Aktionismus. Irgendetwas musste getan werden, forderten die zuständigen Stellen.

Irgendetwas war getan worden. Ob es besser war die Schüler auseinanderzupflücken, sie aus dem Umfeld zu reißen, als sie im Internat zu behalten zählte nicht.

Das Lokalfernsehen berichtete ausführlich.

***

Es roch aseptisch. Nach grünen Fliesen und Einwegspritzen. Die Luft schmeckte metallisch. An den Wänden hingen Kinderzeichnungen. Wachsgemalte Strichmännchen unter gelb-orangen Sonnen. Alles lachte im Kontrast zu den Besuchern.

Gary hockte an die Wand gelehnt im Wartezimmer des Krankenhauses. Francis saß immer noch kreidebleich am Ende der Bank. Hermoaning war bereits auf dem Weg zurück nach Cockwarts, sie wollte Dani nicht zu lange alleine lassen. Sie hockten seit Stunden hier. Fumblemore und McDoneitall waren vor einigen Minuten von einem Arzt zum Gespräch gebeten worden.
Schließlich war es Francis, der das Wort ergriff.
»Die Kabine war abgeschlossen hat Moany gesagt.«
»Was?«
»Es macht keinen Sinn.« Francis sah auf und seine Stimme klang zum ersten Mal gefasster. Er schüttelte den Kopf. »Paul haut nicht auf sone feige Art ab. Egal was er gemacht hat.«
»Wovon redest du?«
»Ich dachte du weißt es.« Francis sah sich um, ob sie jemand belauschte. Er rückte näher an Garry heran. »Du hast ihn doch auch gehört. Heute morgen? Ich hab dich ins Bad gehen sehen.«
»Ich dachte du pennst noch…«
»Mit wem hat Paul geredet? Du hast sie doch auch gehört oder? Da war noch jemand… sie haben gestritten. Ehe er zu mir kam? Wer war der andere Junge?«
»Keine Ahnung.« Garry versuchte sich zu erinnern. »Paul stand direkt vor ihm.
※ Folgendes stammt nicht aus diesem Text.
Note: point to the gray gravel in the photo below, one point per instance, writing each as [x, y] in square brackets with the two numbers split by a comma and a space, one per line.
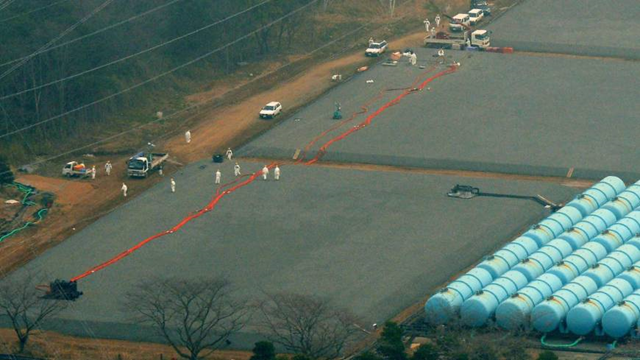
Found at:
[581, 27]
[373, 242]
[520, 114]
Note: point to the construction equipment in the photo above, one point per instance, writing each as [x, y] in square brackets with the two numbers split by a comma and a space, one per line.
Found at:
[468, 192]
[61, 290]
[141, 164]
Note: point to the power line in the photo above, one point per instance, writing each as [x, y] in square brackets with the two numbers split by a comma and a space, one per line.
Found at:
[96, 32]
[132, 55]
[6, 4]
[65, 32]
[32, 11]
[176, 113]
[160, 75]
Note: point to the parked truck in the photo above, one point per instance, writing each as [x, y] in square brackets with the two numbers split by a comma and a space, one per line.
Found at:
[477, 38]
[74, 168]
[141, 164]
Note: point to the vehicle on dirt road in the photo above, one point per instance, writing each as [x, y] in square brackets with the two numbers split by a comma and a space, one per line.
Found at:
[444, 40]
[271, 110]
[376, 48]
[74, 168]
[141, 164]
[460, 22]
[482, 5]
[475, 16]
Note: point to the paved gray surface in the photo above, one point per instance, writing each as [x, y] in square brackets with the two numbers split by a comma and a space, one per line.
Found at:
[374, 242]
[538, 115]
[581, 27]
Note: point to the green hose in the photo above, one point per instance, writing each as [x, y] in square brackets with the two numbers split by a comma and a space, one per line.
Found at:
[40, 214]
[542, 341]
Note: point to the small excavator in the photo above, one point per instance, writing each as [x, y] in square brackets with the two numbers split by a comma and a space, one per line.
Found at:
[60, 290]
[468, 192]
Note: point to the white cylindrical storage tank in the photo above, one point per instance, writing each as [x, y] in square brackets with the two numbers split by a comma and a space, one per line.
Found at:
[480, 307]
[444, 305]
[513, 313]
[584, 317]
[632, 275]
[543, 259]
[619, 320]
[578, 262]
[589, 227]
[548, 315]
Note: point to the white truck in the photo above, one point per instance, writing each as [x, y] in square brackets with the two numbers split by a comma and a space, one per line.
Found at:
[141, 164]
[460, 22]
[74, 168]
[475, 16]
[444, 40]
[376, 48]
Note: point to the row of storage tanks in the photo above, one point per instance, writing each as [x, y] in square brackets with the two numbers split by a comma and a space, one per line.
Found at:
[577, 271]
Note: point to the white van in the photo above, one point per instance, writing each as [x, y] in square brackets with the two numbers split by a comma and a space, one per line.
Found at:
[460, 22]
[475, 16]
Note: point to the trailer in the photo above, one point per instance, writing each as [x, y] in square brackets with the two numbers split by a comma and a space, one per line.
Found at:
[141, 164]
[444, 40]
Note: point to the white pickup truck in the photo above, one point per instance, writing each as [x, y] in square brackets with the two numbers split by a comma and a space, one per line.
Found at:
[376, 48]
[475, 16]
[74, 168]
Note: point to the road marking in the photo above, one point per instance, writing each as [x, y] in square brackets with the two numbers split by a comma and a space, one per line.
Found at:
[570, 173]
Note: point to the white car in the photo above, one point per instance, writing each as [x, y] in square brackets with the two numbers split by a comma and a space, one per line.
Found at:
[271, 110]
[475, 16]
[376, 48]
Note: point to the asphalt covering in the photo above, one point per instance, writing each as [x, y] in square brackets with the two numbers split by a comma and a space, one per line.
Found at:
[372, 242]
[580, 27]
[508, 113]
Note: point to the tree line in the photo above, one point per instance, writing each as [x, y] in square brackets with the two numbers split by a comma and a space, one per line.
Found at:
[23, 35]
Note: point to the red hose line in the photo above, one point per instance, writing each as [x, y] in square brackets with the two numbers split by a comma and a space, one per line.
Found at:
[221, 193]
[367, 121]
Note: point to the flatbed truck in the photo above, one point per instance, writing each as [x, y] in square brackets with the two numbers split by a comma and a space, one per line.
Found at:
[445, 40]
[141, 164]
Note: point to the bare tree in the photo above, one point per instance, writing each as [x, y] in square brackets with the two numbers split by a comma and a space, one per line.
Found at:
[198, 315]
[20, 302]
[307, 325]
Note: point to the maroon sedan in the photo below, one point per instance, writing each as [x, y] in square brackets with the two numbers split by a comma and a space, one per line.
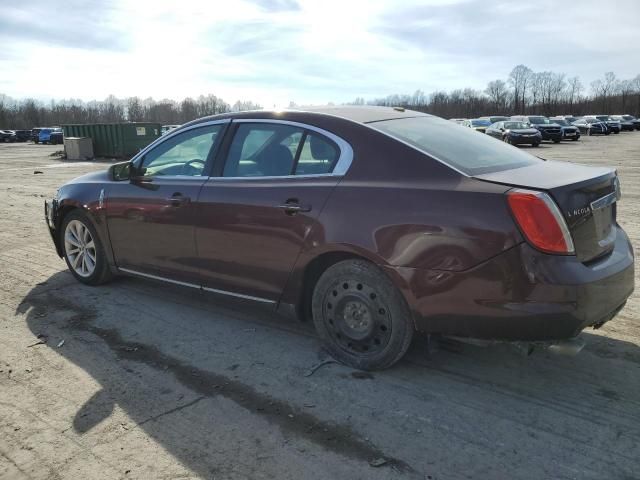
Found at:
[373, 222]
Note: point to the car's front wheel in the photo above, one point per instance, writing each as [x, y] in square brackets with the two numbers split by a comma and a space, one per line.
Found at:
[361, 316]
[83, 250]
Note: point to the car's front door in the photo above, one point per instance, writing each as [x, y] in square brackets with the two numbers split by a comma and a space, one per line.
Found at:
[255, 216]
[151, 218]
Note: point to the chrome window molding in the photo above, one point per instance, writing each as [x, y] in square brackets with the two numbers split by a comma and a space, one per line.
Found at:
[198, 287]
[342, 165]
[173, 133]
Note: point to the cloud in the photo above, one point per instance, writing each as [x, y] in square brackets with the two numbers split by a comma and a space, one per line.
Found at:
[277, 5]
[76, 25]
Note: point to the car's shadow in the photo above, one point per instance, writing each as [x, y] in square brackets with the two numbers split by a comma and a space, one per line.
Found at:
[216, 384]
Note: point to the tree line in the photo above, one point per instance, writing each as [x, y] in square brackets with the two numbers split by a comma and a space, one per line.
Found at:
[523, 92]
[29, 113]
[526, 92]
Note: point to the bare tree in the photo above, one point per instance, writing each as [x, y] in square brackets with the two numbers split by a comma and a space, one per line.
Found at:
[574, 89]
[498, 94]
[520, 79]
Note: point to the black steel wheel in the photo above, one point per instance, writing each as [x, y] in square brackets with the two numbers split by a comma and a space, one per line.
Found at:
[361, 316]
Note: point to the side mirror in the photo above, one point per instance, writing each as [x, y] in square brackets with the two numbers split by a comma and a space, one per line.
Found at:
[122, 171]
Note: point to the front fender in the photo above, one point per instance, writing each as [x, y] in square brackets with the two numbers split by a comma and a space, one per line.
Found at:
[89, 199]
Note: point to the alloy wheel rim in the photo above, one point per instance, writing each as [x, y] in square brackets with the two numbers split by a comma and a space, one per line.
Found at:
[80, 248]
[356, 317]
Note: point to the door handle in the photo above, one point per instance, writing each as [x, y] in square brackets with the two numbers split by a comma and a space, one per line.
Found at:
[178, 199]
[293, 208]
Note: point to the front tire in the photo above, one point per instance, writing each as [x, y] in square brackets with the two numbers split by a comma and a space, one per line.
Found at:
[361, 316]
[83, 250]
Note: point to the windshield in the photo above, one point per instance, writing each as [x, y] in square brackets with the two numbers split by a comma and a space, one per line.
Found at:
[461, 148]
[515, 125]
[538, 120]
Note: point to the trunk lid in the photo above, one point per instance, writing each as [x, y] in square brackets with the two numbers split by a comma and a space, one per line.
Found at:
[586, 196]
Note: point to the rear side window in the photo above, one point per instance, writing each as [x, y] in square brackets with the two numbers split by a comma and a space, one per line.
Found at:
[466, 150]
[318, 155]
[276, 150]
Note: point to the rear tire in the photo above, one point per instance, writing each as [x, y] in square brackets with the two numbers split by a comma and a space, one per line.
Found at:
[361, 316]
[83, 250]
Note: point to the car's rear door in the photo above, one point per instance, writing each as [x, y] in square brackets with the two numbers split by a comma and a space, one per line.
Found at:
[255, 215]
[151, 219]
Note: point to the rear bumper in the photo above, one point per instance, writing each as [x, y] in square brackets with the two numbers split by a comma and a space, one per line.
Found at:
[521, 295]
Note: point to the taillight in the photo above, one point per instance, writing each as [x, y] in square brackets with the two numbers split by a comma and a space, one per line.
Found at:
[540, 221]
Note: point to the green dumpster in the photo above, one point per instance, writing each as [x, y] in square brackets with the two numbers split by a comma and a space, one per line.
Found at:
[119, 140]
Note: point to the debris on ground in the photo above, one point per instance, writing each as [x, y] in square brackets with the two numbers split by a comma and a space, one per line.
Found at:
[378, 462]
[313, 369]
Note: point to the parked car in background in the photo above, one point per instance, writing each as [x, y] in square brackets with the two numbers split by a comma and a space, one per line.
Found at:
[515, 133]
[7, 136]
[495, 118]
[591, 126]
[35, 134]
[613, 125]
[22, 135]
[568, 118]
[476, 124]
[569, 131]
[56, 137]
[632, 119]
[275, 208]
[167, 128]
[625, 123]
[549, 130]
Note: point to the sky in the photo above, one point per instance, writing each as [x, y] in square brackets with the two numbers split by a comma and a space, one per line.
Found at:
[306, 51]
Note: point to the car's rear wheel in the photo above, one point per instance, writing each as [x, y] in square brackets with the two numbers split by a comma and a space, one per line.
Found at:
[83, 250]
[361, 316]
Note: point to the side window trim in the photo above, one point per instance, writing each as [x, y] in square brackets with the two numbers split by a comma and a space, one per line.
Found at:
[139, 157]
[341, 167]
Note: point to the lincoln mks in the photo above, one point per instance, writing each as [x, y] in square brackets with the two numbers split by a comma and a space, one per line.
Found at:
[373, 223]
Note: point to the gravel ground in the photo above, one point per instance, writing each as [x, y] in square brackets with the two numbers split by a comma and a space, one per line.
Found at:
[140, 380]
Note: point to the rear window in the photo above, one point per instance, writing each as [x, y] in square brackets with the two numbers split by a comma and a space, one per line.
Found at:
[471, 152]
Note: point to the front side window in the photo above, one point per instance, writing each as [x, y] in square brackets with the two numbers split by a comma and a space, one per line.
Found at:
[462, 149]
[277, 150]
[184, 154]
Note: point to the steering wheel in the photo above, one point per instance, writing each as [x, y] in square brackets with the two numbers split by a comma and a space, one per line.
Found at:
[188, 168]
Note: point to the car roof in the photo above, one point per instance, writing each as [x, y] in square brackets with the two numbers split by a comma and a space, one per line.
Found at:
[364, 114]
[354, 113]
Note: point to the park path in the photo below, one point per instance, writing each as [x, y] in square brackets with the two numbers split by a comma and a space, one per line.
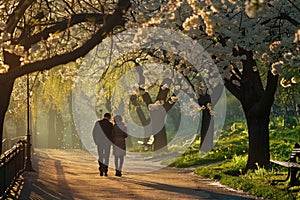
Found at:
[73, 174]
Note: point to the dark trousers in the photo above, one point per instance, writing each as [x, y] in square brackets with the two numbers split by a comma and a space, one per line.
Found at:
[103, 160]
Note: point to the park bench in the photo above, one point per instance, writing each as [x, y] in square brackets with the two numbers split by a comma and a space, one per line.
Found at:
[148, 145]
[293, 166]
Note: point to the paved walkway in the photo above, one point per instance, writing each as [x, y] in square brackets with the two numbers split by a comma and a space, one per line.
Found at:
[73, 174]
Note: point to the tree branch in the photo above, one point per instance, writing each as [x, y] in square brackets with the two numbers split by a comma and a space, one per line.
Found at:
[112, 21]
[75, 19]
[288, 18]
[233, 89]
[17, 14]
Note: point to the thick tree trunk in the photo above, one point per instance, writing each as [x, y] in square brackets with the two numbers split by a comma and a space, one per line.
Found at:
[160, 140]
[207, 131]
[6, 87]
[259, 145]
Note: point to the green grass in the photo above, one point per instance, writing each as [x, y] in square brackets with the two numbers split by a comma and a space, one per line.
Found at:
[227, 162]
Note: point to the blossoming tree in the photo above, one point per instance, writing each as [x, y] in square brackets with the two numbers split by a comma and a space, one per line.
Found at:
[253, 42]
[39, 35]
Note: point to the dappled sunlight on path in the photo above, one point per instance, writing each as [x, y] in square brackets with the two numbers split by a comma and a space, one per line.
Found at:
[73, 174]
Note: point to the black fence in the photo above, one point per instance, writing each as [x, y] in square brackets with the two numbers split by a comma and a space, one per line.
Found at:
[12, 164]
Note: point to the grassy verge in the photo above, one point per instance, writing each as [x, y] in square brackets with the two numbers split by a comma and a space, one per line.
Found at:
[227, 162]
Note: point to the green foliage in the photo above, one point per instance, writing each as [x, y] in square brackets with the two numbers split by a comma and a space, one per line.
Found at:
[227, 162]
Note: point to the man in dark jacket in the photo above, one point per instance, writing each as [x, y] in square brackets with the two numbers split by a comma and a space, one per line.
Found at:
[102, 134]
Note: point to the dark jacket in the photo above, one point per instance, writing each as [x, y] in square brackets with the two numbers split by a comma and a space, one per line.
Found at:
[119, 134]
[102, 132]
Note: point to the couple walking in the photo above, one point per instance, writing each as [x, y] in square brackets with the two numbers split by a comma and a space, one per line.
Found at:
[107, 134]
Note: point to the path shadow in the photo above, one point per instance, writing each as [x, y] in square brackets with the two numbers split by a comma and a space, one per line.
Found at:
[198, 193]
[33, 188]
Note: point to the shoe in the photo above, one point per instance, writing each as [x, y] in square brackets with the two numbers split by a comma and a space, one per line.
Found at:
[118, 173]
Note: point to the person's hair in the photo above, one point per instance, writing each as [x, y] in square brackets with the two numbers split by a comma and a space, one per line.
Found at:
[107, 115]
[118, 118]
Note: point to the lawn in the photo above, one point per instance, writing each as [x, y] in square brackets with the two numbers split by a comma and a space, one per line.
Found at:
[227, 161]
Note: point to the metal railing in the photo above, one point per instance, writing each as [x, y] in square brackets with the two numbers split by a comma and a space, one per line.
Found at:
[12, 164]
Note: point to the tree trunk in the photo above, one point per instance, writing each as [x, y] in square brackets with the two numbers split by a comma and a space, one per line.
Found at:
[6, 87]
[207, 131]
[259, 145]
[160, 140]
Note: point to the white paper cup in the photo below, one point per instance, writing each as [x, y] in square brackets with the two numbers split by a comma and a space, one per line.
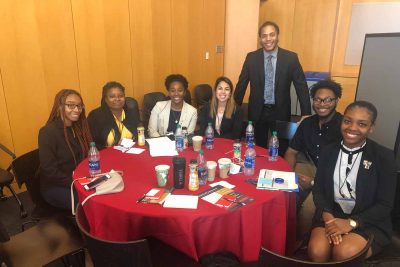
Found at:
[224, 166]
[197, 140]
[162, 174]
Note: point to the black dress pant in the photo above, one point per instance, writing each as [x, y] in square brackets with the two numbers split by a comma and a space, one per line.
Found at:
[265, 124]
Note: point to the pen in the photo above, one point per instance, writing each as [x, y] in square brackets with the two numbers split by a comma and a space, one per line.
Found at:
[141, 198]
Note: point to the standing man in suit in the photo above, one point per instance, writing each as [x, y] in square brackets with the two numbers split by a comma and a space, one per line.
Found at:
[270, 71]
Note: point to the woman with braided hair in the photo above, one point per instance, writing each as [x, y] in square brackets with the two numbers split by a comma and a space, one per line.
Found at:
[63, 144]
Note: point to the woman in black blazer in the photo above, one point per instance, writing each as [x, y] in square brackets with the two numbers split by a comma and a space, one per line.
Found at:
[225, 116]
[354, 191]
[112, 121]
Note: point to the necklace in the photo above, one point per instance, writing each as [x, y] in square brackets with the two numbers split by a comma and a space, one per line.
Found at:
[176, 115]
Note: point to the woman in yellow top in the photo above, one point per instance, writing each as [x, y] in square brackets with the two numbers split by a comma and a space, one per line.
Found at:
[112, 121]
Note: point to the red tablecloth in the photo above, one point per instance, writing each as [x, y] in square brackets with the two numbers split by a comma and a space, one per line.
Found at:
[268, 221]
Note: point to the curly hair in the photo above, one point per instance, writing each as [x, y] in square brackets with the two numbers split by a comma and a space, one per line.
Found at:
[335, 87]
[176, 78]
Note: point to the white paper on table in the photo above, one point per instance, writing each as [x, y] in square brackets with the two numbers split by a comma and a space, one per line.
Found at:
[135, 150]
[120, 148]
[127, 143]
[161, 146]
[224, 184]
[181, 201]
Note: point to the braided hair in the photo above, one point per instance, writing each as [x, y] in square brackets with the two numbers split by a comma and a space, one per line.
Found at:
[80, 127]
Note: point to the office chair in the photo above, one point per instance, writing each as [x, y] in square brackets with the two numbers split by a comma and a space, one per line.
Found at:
[26, 169]
[203, 93]
[110, 253]
[270, 259]
[53, 240]
[149, 101]
[6, 179]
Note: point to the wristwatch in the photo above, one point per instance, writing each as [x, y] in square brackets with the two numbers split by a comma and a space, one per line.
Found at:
[353, 223]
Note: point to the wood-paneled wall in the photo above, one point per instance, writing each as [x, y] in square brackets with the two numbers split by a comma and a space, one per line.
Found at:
[49, 45]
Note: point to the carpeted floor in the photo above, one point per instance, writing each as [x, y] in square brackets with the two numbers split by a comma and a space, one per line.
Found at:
[10, 215]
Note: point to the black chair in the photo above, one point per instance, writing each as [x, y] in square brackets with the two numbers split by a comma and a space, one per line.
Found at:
[109, 253]
[149, 101]
[133, 105]
[55, 240]
[6, 179]
[268, 259]
[26, 169]
[203, 93]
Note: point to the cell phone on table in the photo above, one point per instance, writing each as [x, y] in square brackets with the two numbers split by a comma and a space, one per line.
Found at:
[97, 182]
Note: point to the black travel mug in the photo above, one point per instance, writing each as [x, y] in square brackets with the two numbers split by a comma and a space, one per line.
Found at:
[179, 164]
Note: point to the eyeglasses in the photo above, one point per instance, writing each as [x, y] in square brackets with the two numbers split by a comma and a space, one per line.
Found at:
[73, 106]
[327, 100]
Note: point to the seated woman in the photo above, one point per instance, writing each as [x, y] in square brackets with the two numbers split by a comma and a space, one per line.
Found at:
[226, 117]
[354, 191]
[166, 115]
[112, 121]
[63, 144]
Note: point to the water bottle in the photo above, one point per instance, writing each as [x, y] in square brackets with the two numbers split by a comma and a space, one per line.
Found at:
[179, 138]
[273, 147]
[202, 168]
[209, 136]
[249, 160]
[94, 160]
[250, 133]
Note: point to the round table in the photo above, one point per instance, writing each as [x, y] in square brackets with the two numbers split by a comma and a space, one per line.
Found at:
[268, 221]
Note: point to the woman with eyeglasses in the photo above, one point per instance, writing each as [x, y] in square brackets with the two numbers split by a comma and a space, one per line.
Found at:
[166, 115]
[63, 144]
[353, 192]
[113, 120]
[225, 116]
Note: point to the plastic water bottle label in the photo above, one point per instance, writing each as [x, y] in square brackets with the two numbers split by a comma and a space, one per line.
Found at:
[249, 162]
[209, 141]
[179, 143]
[249, 138]
[273, 151]
[94, 165]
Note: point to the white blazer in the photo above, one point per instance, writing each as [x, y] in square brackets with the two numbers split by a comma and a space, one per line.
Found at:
[159, 118]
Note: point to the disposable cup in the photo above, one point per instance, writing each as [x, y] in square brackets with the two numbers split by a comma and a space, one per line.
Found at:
[224, 165]
[197, 140]
[162, 175]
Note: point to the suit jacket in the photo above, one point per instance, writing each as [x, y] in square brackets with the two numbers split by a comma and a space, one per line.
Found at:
[230, 128]
[159, 118]
[375, 189]
[101, 121]
[56, 161]
[288, 70]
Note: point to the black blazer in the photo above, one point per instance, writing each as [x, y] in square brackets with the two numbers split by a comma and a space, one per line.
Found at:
[230, 128]
[375, 189]
[101, 121]
[288, 70]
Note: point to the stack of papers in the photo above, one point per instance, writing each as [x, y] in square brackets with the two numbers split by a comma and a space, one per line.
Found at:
[181, 201]
[161, 146]
[277, 180]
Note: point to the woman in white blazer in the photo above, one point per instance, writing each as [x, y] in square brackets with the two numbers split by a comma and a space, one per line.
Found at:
[166, 115]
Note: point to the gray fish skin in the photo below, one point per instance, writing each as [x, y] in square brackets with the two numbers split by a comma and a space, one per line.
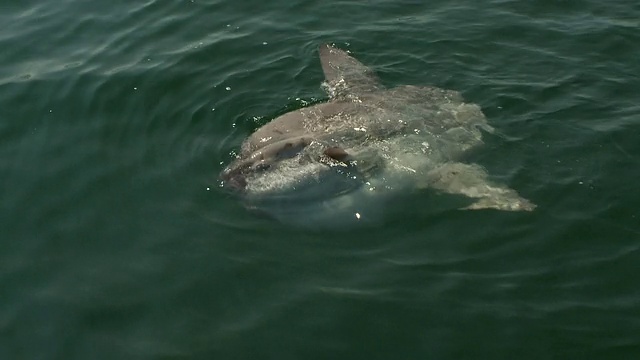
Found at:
[366, 142]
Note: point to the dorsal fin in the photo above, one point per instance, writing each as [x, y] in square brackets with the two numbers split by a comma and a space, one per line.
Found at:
[344, 74]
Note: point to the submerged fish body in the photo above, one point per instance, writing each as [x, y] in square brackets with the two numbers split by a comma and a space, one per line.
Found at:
[363, 146]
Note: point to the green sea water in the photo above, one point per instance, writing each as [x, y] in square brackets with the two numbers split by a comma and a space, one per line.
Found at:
[116, 241]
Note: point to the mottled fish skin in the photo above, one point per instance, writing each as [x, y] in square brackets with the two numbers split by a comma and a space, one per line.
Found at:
[416, 135]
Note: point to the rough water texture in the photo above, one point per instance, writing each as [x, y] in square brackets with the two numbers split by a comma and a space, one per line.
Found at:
[116, 119]
[380, 135]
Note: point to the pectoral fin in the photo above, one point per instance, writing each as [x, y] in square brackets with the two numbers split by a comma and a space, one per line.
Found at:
[472, 181]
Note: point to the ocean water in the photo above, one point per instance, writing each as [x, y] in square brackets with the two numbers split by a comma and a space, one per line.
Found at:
[116, 241]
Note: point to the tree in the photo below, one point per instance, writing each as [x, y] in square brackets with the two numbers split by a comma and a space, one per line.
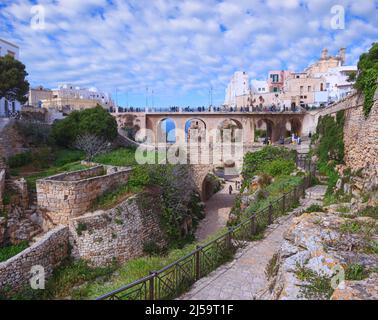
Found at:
[96, 121]
[13, 85]
[92, 145]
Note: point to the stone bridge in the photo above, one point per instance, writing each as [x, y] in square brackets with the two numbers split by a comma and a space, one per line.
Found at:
[276, 124]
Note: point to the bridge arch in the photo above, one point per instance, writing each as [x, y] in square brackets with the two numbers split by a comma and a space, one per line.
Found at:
[232, 124]
[294, 125]
[267, 126]
[166, 130]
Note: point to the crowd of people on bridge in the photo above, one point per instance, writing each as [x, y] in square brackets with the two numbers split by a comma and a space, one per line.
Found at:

Ich hab ihn nicht sehen können.«
Francis schaute ihn prüfend an, entschied dann offenbar, das Garry die Wahrheit sagte.
»Ich wette es war Malejoy. Paul hat ihm eine gehauen, ja? Er wollte Paul mit irgendwas erpressen. Ich hab kaum etwas verstanden…«
»Paul hatte irgendwie Angst das du etwas erfährst, was er gemacht hat. Der andere hat versucht ihm zu drohen…«
»Und drei Stunden später versucht Paul sich umzubringen?« Francis schüttelte den Kopf. Blinzelte. »Das macht er nicht. Egal was er gemacht hat, er war mein bester- IST mein bester Freund. Paul war immer für mich da. Er hat mich wieder aufgebaut, als ich so durchhing nachdem Tom mich abblitzen ließ.« Der Junge bemerkte zu spät die Wirkung seiner Worte, als Garry aufstand und ein paar Schritte wegging.
»Sorry. Ich hab für den Moment vergessen, das du und Tom… Das er auch- Sorry, Mann.«
»Drei Wochen ist er weg. Drei verdammte Wochen.« Garry wischte sich über die Augen. »Ist doch alles Scheiße.«

Unbemerkt von beiden Jungen hatte Rektor Fumblemore das Wartezimmer betreten. 
»Ihr beiden solltet besser zurückfahren. Man wird euch in 20 Minuten abholen.«
»Ich werd bei ihm bleiben« Francis richtete sich auf. Er sah Fumblemore selbstbewusst an.
»Paul ist nicht bei Bewusstsein. Er wird dich nicht bemerken.«
»Er lebt. Und ich will ihn sehen.« Es war eine Forderung, keine Bitte. »Ich war nicht hier als Sascha… starb. Ich hab ihn allein gelassen. «
»Du wusstes doch nicht das er-«
»Ich werd Paul nicht auch alleine lassen.«
Der Rektor betrachtete den Jungen eine Sekunde, nickte dann. Francis war kein Kind mehr. Es war sein Recht seinen Freund zu sehen.
»Nun gut. Ich werde die Schwestern informieren, sie bitten dir ein weiteres Bett einzurichten. Melinda wird ebenfalls hier bleiben, falls es Veränderungen gibt.«

***

Im Auto sprach Garry kaum. Er konzentrierte sich auf die in tauenden Schneeflockenden irisierenden Lichter der Strassenlaternen, die gelb den Asphalt erleuchteten.  Fumblemore saß auf dem Vordersitz, sprach leise mit Leander van Gey, der zustimmend nickte.
Garry versuchte Fagrid zu erreichen, doch nur dessen Anrufbeantworter ging ran. Er probierte es bei Hermoaning.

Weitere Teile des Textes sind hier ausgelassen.